The European Monetary Fund is supposed to fund itself with bonds jointly guaranteed by euro-zone nations, just like the ESM, without putting any new obligations on German taxpayers — a red line for Germany’s center-right politicians. Apart from providing crisis aid to nations, Juncker proposes that it should backstop Europe’s bank bailout mechanism. In a nod to French ideas, Juncker wants the EMF to make urgent decisions by an 85 percent majority rather than unanimously.
The common fiscal rules merely complete a process that has been under way for a long time. The EU framework includes a requirement that all member states balance their budgets without a structural deficit and prescribe a corrective mechanism for countries that fail to do so.
Juncker doesn’t propose a separate euro-zone budget, something Macron would like to see but most German politicians wouldn’t.
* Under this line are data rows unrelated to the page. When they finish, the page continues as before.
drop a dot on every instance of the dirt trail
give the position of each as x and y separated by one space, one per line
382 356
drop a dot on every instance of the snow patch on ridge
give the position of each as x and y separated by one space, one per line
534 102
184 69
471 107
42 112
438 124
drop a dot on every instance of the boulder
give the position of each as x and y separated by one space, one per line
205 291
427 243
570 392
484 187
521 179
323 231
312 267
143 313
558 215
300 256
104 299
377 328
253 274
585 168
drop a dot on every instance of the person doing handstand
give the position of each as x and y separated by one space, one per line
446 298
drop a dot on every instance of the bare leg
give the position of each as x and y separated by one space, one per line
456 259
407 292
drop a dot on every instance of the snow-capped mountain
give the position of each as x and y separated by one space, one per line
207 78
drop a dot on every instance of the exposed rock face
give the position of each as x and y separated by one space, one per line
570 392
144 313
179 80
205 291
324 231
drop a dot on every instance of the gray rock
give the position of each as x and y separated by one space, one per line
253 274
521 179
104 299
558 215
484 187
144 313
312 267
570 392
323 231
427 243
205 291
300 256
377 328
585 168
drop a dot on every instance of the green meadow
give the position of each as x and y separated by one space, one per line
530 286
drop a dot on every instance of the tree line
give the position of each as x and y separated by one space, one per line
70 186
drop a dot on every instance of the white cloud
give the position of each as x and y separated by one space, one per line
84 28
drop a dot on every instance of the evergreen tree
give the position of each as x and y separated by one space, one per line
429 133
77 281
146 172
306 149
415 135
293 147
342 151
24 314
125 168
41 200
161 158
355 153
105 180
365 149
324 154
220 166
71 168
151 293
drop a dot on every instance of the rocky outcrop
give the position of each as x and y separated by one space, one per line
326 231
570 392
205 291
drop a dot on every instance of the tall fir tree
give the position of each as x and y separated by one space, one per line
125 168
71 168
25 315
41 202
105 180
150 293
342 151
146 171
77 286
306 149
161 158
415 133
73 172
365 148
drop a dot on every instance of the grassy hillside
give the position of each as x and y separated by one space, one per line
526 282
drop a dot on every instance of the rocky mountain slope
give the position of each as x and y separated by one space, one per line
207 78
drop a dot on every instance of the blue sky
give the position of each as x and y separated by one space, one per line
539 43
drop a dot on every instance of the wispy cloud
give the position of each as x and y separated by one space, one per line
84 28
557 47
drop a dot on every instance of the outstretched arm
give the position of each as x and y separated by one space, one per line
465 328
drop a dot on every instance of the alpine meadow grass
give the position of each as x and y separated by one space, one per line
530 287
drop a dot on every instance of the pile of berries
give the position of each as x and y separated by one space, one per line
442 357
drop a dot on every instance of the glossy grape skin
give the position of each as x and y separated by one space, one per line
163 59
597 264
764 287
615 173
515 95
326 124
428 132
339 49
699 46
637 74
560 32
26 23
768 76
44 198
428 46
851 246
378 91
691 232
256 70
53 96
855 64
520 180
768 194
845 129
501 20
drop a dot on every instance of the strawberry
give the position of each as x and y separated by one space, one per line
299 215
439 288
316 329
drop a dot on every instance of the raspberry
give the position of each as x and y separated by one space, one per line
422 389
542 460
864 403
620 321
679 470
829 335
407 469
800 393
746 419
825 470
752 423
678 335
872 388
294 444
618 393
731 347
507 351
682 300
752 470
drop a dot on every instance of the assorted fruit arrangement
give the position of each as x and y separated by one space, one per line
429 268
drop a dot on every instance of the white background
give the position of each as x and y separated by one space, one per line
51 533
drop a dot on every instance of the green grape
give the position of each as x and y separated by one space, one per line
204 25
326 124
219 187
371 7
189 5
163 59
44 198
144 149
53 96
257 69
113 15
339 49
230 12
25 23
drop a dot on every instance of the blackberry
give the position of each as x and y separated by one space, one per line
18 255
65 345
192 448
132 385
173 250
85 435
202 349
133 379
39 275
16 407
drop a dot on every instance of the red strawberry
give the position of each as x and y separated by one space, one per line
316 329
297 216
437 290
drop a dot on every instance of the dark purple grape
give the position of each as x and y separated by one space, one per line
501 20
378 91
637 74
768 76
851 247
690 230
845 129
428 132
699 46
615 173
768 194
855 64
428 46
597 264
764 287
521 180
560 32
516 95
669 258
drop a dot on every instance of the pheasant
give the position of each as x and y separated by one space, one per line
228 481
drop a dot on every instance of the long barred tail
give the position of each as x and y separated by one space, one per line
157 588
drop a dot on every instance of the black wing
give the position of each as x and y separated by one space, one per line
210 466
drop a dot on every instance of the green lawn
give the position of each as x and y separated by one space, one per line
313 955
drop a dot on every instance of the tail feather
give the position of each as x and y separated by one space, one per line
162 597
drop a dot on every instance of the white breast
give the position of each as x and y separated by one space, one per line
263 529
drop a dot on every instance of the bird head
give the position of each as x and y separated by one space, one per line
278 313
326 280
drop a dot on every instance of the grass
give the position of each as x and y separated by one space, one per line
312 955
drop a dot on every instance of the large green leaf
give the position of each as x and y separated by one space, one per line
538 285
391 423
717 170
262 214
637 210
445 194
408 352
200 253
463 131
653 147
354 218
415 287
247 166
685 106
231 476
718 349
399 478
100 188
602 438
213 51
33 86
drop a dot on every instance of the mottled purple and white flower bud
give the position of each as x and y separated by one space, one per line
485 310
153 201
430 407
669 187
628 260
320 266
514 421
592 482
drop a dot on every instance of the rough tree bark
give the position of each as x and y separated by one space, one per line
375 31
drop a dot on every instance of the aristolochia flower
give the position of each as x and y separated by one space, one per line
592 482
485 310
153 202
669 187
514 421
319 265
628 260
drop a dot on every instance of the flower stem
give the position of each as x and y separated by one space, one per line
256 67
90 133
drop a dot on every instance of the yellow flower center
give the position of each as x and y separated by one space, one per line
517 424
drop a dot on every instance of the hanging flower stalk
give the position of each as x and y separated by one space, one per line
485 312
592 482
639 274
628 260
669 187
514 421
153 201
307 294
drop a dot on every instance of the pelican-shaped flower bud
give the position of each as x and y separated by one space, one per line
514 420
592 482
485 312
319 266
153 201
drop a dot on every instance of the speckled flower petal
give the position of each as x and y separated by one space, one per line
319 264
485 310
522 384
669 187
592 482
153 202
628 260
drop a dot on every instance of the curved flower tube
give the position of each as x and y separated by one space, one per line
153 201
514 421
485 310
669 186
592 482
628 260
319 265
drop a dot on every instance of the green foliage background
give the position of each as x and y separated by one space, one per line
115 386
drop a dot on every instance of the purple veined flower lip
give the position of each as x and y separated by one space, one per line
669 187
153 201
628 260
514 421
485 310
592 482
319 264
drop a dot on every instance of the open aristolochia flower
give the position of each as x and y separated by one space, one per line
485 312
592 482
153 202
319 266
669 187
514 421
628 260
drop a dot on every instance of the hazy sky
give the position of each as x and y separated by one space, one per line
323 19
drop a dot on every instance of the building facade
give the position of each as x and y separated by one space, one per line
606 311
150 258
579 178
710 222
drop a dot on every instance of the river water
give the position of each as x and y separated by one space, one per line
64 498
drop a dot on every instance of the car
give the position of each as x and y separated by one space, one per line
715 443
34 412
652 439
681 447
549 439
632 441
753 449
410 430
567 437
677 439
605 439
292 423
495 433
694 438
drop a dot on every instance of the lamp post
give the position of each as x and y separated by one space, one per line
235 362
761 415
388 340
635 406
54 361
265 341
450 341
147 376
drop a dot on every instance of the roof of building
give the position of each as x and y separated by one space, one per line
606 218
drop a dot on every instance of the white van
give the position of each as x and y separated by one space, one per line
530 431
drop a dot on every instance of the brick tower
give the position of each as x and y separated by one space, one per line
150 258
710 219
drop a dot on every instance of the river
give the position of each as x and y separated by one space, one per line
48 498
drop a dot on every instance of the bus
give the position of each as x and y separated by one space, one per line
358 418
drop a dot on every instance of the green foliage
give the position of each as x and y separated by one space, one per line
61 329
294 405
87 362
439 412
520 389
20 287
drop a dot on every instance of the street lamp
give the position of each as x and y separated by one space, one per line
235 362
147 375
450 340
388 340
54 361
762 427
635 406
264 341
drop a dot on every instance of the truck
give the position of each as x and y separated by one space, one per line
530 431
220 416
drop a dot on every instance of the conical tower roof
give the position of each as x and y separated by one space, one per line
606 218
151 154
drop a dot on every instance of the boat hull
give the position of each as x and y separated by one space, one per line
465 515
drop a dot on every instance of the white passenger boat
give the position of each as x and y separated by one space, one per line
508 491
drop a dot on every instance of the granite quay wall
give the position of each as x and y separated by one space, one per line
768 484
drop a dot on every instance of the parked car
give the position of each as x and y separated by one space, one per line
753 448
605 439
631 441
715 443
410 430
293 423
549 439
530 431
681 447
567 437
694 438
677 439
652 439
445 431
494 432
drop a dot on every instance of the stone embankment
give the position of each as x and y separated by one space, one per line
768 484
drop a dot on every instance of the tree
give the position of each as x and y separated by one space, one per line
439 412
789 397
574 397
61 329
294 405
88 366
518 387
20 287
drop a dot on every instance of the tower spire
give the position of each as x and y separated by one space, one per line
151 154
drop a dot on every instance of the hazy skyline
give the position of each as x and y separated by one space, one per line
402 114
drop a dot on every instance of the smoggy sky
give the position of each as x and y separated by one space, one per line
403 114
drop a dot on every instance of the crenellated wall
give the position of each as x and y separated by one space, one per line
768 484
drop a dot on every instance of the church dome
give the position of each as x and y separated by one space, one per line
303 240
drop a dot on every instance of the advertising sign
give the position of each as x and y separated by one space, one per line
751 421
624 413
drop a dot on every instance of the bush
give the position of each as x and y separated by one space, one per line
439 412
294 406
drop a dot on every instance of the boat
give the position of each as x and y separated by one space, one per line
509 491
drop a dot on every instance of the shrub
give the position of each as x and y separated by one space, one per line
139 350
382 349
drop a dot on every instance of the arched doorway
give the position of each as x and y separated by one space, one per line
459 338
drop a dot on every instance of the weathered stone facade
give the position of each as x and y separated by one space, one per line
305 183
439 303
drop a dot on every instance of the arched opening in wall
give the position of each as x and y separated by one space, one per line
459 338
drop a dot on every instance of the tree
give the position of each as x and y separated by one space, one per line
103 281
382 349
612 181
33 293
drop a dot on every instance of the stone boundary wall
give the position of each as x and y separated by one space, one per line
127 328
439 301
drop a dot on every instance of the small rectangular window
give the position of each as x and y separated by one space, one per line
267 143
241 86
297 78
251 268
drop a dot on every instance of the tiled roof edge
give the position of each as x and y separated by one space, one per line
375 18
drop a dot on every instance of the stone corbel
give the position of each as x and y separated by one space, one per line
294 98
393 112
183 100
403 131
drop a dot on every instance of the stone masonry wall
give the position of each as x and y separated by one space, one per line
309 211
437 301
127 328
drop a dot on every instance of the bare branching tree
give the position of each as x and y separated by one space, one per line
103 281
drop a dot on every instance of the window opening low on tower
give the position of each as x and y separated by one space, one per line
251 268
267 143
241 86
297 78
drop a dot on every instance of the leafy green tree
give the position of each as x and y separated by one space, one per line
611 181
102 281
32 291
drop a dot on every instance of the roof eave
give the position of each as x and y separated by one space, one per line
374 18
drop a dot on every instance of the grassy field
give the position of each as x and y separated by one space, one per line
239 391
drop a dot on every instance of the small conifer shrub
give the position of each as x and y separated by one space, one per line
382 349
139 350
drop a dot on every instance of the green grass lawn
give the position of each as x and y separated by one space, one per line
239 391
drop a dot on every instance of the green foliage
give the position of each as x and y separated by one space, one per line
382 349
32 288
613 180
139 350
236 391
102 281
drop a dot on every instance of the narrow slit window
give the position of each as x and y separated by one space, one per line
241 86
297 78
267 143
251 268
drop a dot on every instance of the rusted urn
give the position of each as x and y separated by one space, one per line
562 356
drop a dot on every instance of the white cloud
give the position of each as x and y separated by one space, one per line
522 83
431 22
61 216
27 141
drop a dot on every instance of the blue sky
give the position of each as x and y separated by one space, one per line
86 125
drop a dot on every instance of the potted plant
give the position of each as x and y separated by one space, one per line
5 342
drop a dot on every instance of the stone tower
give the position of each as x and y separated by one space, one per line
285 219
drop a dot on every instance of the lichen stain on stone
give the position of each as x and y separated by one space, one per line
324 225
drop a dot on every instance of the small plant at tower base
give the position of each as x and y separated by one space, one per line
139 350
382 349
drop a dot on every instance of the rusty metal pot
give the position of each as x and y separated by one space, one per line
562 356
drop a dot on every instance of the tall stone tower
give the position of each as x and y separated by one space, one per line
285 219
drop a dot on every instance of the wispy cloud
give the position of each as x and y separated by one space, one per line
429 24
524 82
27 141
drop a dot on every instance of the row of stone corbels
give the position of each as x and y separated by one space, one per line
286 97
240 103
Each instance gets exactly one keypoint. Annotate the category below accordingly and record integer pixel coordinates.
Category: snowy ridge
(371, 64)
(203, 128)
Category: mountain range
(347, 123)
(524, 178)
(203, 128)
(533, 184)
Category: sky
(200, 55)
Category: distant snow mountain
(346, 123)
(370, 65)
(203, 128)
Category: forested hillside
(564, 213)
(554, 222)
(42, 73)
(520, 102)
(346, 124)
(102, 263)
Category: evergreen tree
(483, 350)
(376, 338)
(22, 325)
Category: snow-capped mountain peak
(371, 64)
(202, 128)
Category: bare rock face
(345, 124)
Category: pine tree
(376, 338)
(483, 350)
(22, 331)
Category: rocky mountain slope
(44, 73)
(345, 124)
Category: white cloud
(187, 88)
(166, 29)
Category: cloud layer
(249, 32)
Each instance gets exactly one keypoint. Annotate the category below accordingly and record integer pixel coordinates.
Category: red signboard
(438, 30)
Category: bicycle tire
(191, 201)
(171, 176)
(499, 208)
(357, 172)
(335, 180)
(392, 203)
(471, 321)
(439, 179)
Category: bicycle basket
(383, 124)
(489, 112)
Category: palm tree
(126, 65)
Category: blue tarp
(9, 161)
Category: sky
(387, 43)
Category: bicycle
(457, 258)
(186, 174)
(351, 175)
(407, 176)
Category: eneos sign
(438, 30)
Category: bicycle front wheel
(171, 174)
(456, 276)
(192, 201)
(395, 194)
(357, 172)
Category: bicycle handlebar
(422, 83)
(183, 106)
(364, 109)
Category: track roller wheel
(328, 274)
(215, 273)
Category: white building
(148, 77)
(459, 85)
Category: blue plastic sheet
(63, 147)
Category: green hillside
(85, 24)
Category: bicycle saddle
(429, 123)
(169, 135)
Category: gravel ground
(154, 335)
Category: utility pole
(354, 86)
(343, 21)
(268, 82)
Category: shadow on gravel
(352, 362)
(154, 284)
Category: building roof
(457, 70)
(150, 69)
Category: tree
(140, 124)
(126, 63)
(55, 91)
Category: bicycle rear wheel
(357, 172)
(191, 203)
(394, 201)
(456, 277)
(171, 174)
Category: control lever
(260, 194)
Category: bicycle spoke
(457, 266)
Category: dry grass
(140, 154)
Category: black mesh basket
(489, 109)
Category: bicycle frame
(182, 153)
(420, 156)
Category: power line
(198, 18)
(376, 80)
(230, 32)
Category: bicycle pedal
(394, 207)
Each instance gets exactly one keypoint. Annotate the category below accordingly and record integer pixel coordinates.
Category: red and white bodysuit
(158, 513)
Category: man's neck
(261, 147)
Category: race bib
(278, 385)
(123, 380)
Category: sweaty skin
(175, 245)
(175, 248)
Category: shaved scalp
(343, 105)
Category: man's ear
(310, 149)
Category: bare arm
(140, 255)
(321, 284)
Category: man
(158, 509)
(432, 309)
Instead, he wants to increase support within the EU budget for structural reforms and economic convergence in countries working toward joining the euro.
The economy and finance minister would also serve as vice president of the commission and oversee everything spelled out in the first three proposals.
The timidity of Juncker’s initiatives betrays his purpose: The commission president is trying to salvage as much as he can from a moment that has passed.
Any reform in the EU depends on the bloc’s two biggest economies, Germany and France, jointly pushing for change.
Macron, for his part, appeared intent on it. In late September, he made a long speech full of bold ideas for a much tighter union. But then Merkel’s election victory turned out to be insufficient for her to form a government quickly, and she wasted more than a month on abortive talks with the passionately pro-EU Greens and the euroskeptic liberals of the Free Democratic Party. Now, she’s starting formal talks with the Social Democratic Party, her old coalition partner that is generally pro-EU — but the SPD’s nine-point list of demands doesn’t include a single one that touches upon European matters. Instead, the domestically-focused SPD wants to boost social spending and increase worker protections.
Bogged down in the inward-looking coalition talks, Merkel has drastically cut down on her EU-related activity, even missing an important social summit in November. No wonder Macron got distracted by dozens of other things, from an unorthodox French budget that, among other things, cuts the wealth tax to increase investment, to matters of gender equality and relations with former African colonies (he was in Algeria on Wednesday). There’s no point for the French in working on any detailed proposals without an interested negotiating partner in Berlin. Macron has plenty to do.
Merkel is unlikely to emerge from her negotiations until February at the earliest. Even if she succeeds in forming a government, EU matters won’t be first on her agenda. Though it’s time for Merkel to think about her legacy and European reforms could be one facet of it, her party will want her to concentrate on winning back conservative support to prevent a disaster at the next election. Spending compromises with the SPD will also make her reluctant to discuss any EU-related ideas that involve the possibility or even the appearance of extra outlay.
Besides, there are no immediate EU economic crises to solve — as Juncker correctly noted, the sun is shining. Growth is back. According to a fresh Eurobarometer survey, 64 percent of the euro zone’s population considers the common currency good for their nations, compared with just 56 percent a year ago. There’s no immediate need for national leaders to move forward with projects designed to help in times of calamity. And when these times roll around, more decisive action is likely to be required than Juncker has outlined.
So, despite this year’s centrist victories over the anti-EU right wing, the EU is missing a chance to come closer together. Its leaders may regret it in a few years if popular dissatisfaction with the EU’s inefficiency and vagueness begins to grow again and nationalist parties move to exploit it. For now, it’s wishful thinking on Juncker’s part that reform is even on the agenda.